Abstract: Let us consider i.i.d. random variables ${a_k,b_k}{k \geq 1}$ defined on a common probability space $(\Omega, \mathcal F, \mathbb P)$, following a symmetric Rademacher distribution and the associated random trigonometric polynomials $S_n(\theta)= \frac{1}{\sqrt{n}} \sum{k=1}^n a_k \cos(k\theta)+b_k \sin(k\theta)$. A seminal result by Salem and Zygmund ensures that $\mathbb{P}-$almost surely, $\forall t\in\mathbb{R}$ [ \lim_{n \to +\infty} \frac{1}{2\pi}\int_0^{2\pi} e^{i t S_n(\theta)}d\theta=e^{-t^2/2}. ] This result was then further generalized in various directions regarding the coefficients distribution, their dependency structure or else the dimension and the nature of the ambient manifold.
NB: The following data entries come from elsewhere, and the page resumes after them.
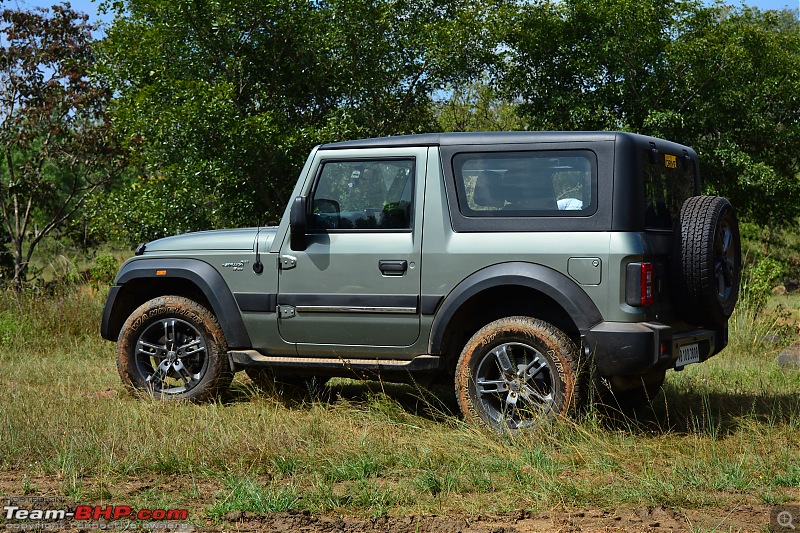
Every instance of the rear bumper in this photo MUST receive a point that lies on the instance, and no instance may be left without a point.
(624, 349)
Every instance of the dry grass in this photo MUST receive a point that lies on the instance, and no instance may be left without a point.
(722, 433)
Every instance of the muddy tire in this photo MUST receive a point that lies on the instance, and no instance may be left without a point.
(708, 261)
(172, 348)
(517, 373)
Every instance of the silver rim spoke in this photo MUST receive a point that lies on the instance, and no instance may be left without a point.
(514, 384)
(171, 356)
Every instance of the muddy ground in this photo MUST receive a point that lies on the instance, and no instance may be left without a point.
(640, 519)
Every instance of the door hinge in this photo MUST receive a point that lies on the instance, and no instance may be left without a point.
(286, 311)
(285, 262)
To the best of our knowledge, the natural question of the fluctuations in the above limit has not been tackled so far and is precisely the object of this article. Namely, for general i.i.d. symmetric random coefficients having a finite sixth-moment and for a large class of continuous test functions $\phi$ we prove that [ \sqrt{n}\left(\frac{1}{2\pi}\int_0^{2\pi} \phi(S_n(\theta))d\theta-\int_{\mathbb{R}}\phi(t)\frac{e^{-\frac{t^2}{2}}dt}{\sqrt{2\pi}}\right)\xrightarrow[n\to\infty]{\text{Law}}~\mathcal{N}\left(0,\sigma_{\phi}^2+\frac{c_2(\phi)^2}{2}\left(\mathbb{E}(a_1^4)-3\right)\right). ] Here, the constant $\sigma_{\phi}^2$ is explicit and corresponds to the limit variance in the case of Gaussian coefficients and $c_2(\phi)$ is the coefficient of order $2$ in the decomposition of $\phi$ in the Hermite polynomial basis. Surprisingly, it thus turns out that the fluctuations are not universal since they both involve the kurtosis of the coefficients and the second coefficient of $\phi$ in the Hermite basis.